November 12th, 2013
Establecimiento de modelos humanos de la barrera sangre-cerebro (BBB) puede beneficiar a la investigación de las condiciones del cerebro asociadas con la acreditación fracaso. Se describe aquí una técnica mejorada para la preparación de un modelo de acreditación de contacto, que permite que el cocultivo de astrocitos humanos y las células endoteliales del cerebro en los lados opuestos de una membrana porosa.
Este procedimiento tiene como objetivo una simulación in vitro de la barrera hematoencefálica mediante el cocultivo de astrocitos y células endoteliales en lados opuestos de una membrana porosa. En primer lugar, recubrir la superficie luminal de la membrana porosa con una matriz extracelular. Las proteínas como el colágeno se ajustan al inserto invertido con un tubo de silicona externo y un tapón de silicona interno para crear un pozo extraíble por encima de la superficie abluminal de la membrana.

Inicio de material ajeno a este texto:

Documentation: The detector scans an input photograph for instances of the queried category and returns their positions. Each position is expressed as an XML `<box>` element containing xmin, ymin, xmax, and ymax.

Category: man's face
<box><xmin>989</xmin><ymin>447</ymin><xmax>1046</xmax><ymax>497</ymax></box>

Ahora siembra las células de astrocitos en el inserto invertido para que se adhieran a la superficie abluminal. A continuación, retire el tubo y coloque el inserto en su orientación normal dentro de un pocillo lleno de mediano. A continuación, siembre las células endoteliales en el compartimento luminal del inserto y co-cultive con los astrocitos opuestos.

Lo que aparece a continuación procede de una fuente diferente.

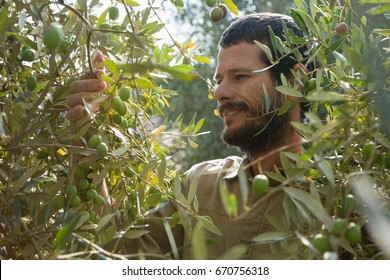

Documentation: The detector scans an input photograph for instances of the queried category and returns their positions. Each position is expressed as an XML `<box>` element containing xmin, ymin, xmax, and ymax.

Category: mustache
<box><xmin>218</xmin><ymin>102</ymin><xmax>249</xmax><ymax>116</ymax></box>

En última instancia, el paso de trazadores fluorescentes o el registro de la resistencia eléctrica transendotelial se utiliza para medir los cambios de permeabilidad en la BHE in vitro en respuesta a diversos agentes estimulantes. Barry Nigo, un postdoc en mi laboratorio, que durante el curso de su doctorado, desarrolló este protocolo de siembra modificado que hemos utilizado para simular la barrera hematoencefálica. Primero tuvimos una idea de este procedimiento después de probar métodos de asiento más rudimentarios y tener mucha frustración con las fugas de medio a través de la pausa, así como volúmenes medianos pequeños.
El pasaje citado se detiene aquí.